Es war eine jahrhundertealte Streiterei, die ich mit Gibraltar kennenlernte. Die Affeninsel stand seit dem Vertrag von Utrecht 1713 den Briten formell zu (Am 04. August 1704 wurde die Insel durch Prinz Georg von Hessen-Darmstadt im Spanischen Erbfolgekrieg an Bord der englisch-holländischen Flotte unter Admiral Sir George Rooke erobert) und wurde 1830 zur britischen Kronkolonie. Während des Weltkrieges wurde die Zivilbevölkerung Gibraltars umgesiedelt und der Felsen in eine unterirdische Festung für bis zu 15.000 Soldaten umgewandelt. Die britische Exklave erreichte ich über das Rollfeld des Flughafens, spazierte bis zur Spitze des Felsen und grinste den Gibraltaraffen ins Gesicht. Diese  Berberaffen, auch Magot genannt und eine Makakenart aus der Familie der Meerkatzenverwandten ist  vor allem dafür bekannt, dass er außer dem Menschen die einzige freilebende Primatenart Europas ist.
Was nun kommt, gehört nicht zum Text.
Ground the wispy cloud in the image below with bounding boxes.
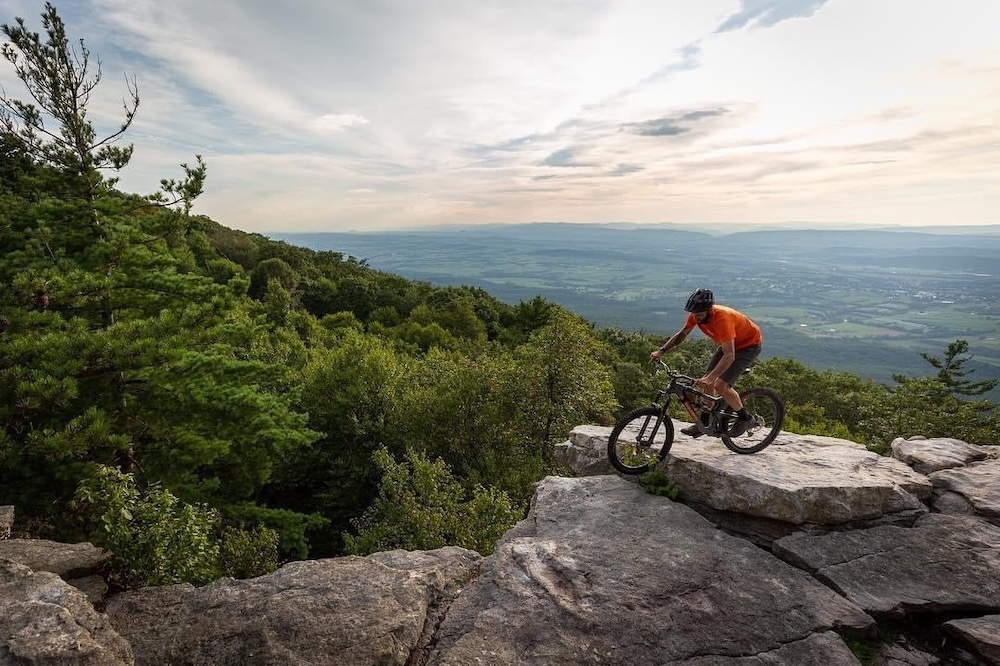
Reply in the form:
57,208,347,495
715,0,831,33
624,109,730,137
Ich nahm auf dem Rückweg nach Malaga (die Bettenhochburg war mir zuwider) den Abstecher nach Ronda in Kauf. Das kleine Nest, welches aufgrund seiner Lage und der berühmten Stierkampfarena bekannt und über enge, kurvige Straßen und zwischen herrlichen Korkeichenwäldern zu erreichen ist, liegt auf einem windigen Hochplateau. „Waren schon im 19. und frühen 20. Jahrhundert Reisende nach Ronda gekommen, darunter Künstler wie Doré oder Rilke, wurde es ab den 1960ern wiederum allmählich zum Ziel von Touristen. Neben der außergewöhnlichen Lage der Stadt auf dem Felsplateau, trug vor allem die Bedeutung Rondas als Geburtsstätte des modernen Stierkampfes zu seiner Anziehungskraft bei. Heute ist Ronda, neben den Küstenregionen und Städten wie Sevilla, Córdoba und Granada, eines der bedeutendsten touristischen Ziele Südspaniens.“ (Wikipedia)

Sierra Nevada

Das "schneebedeckte Gebirge" ist mit 3482 m das höchste Gebirge der Iberischen Halbinsel.

corrida de toros

Während die ersten Stierkämpfe auf das frühe 18.Jahrhundert zurückgehen (frühe trat Kämpfer und Pferd gegen den Stier an), gelten die Veranstaltungen einerseits als enormer Wirtschaftsfaktor in Spanien und andererseits den Gegnern als rotes Tuch und Tierquälerei.

Alhambra - Generalife

Der Palacio de Generalife war der Sommerpalast und Landsitz der Nasriden-Sultane. Im 13.Jahrhundert errichtet, bildet die Anlage eines der Zentren der Alhambra und eines der besten Beispiele für einen Garten im Mittelalter Andalusiens.

Gibraltar

Der Affenfelsen gegenüber Afrika gehört als britische Exklave seit 1704 zu den Streitpunkten zwischen Spanien und Britannien. In der letzten Volksabstimmung 2002 entschieden sich 17.900 zu 187 Stimmen für den Verbleib unter britischer Hoheit.

Ronda

In Ronda entwickelten im 18. und 19. Jahrhundert drei Generationen von Mitgliedern der Familie Romero jene Regeln, nach denen heute noch gekämpft wird - vom Gebrauch des Tuches, dem Kampf des Toreros nicht mehr zu Pferd sondern zu Fuß, bis hin zu Stil und Posen - bekannt als Escuela Rondeña – der „Ronda-Schule“.